MIN6 cells (kindly provided by Professor Jun-ichi Miyazaki, Division of Stem Cell Regulation Research, Osaka University, Graduate School of Medicine, Osaka, Japan) were used between passages 25 and 40 at ∼80% confluence. The MIN6 cells were grown in Dulbecco’s modified Eagle medium (DMEM), containing 25 mM glucose supplemented with 10% (v/v) heat-inactivated fetal bovine serum (FBS), and equilibrated in 5% CO2 and 95% air at 37 °C32. Prior to the experiments, the medium was removed and the cells were washed twice with phosphate-buffered saline. Complete details of each treatment are provided in the corresponding figure legend.

BrdU incorporation in islets and MIN6 cells

Islets were isolated from 8-week-old mice using a method described previously31. The isolated islets were cultured in RPMI 1640 medium (Wako Pure Chemical Industries) containing 5.6 mM glucose supplemented with 1% FBS. Following incubation of the islets for 24 h in medium containing 1 mM bethanechol, 0.5 mM carbachol and BrdU, BrdU incorporation was measured with a BrdU cell proliferation assay (Calbiochem) in accordance with the manufacturer’s protocol.

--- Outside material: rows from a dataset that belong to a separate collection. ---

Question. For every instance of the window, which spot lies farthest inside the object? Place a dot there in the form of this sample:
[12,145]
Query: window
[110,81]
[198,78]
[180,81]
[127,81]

BrdU incorporation was also investigated in the MIN6 pancreatic β-cell line using the FITC-BrdU Flow kit (BD Pharmingen) in accordance with the manufacturer’s protocol. Cells were cultured with serum-free DMEM containing 5.5 mM glucose for 24 h prior to stimulation. Cells were stimulated with muscarinic agonists for 24 h in the same medium, followed by the addition of BrdU. The cells were fixed 20 h later, stained with FITC-BrdU antibodies, and 20,000 cells were analysed by flow cytometry (FACS Canto II, BD Biosciences). The proportion of BrdU-positive cells was calculated using FACS DIVA software (BD Biosciences).

Immunoblotting

For immunoblotting, >100 isolated islets were lysed in ice-cold radioimmunoprecipitation buffer containing a complete protease inhibitor cocktail (Roche Diagnostics). The lysed islets were subjected to centrifugation and the extracts were subjected to immunoblotting with antibodies to the following proteins: Akt, phospho-Akt, forkhead transcription factor (FoxO1) (Cell Signalling Technology); cyclin D2, forkhead box protein M1 (FoxM1) (Santa Cruz); pancreatic and duodenal homeobox 1 (PDX1) (Merck); or β actin (Abcam). Densitometry was performed using Multi Gauge V3.0 software (FujiFilm).

Statistical analyses

All data are expressed as the mean ± standard error. All statistical analyses were performed using JMP 11.2.0 software. The data were analysed using Student’s t-tests or analysis of variance. A P value < 0.05 was considered to indicate a statistically significant difference.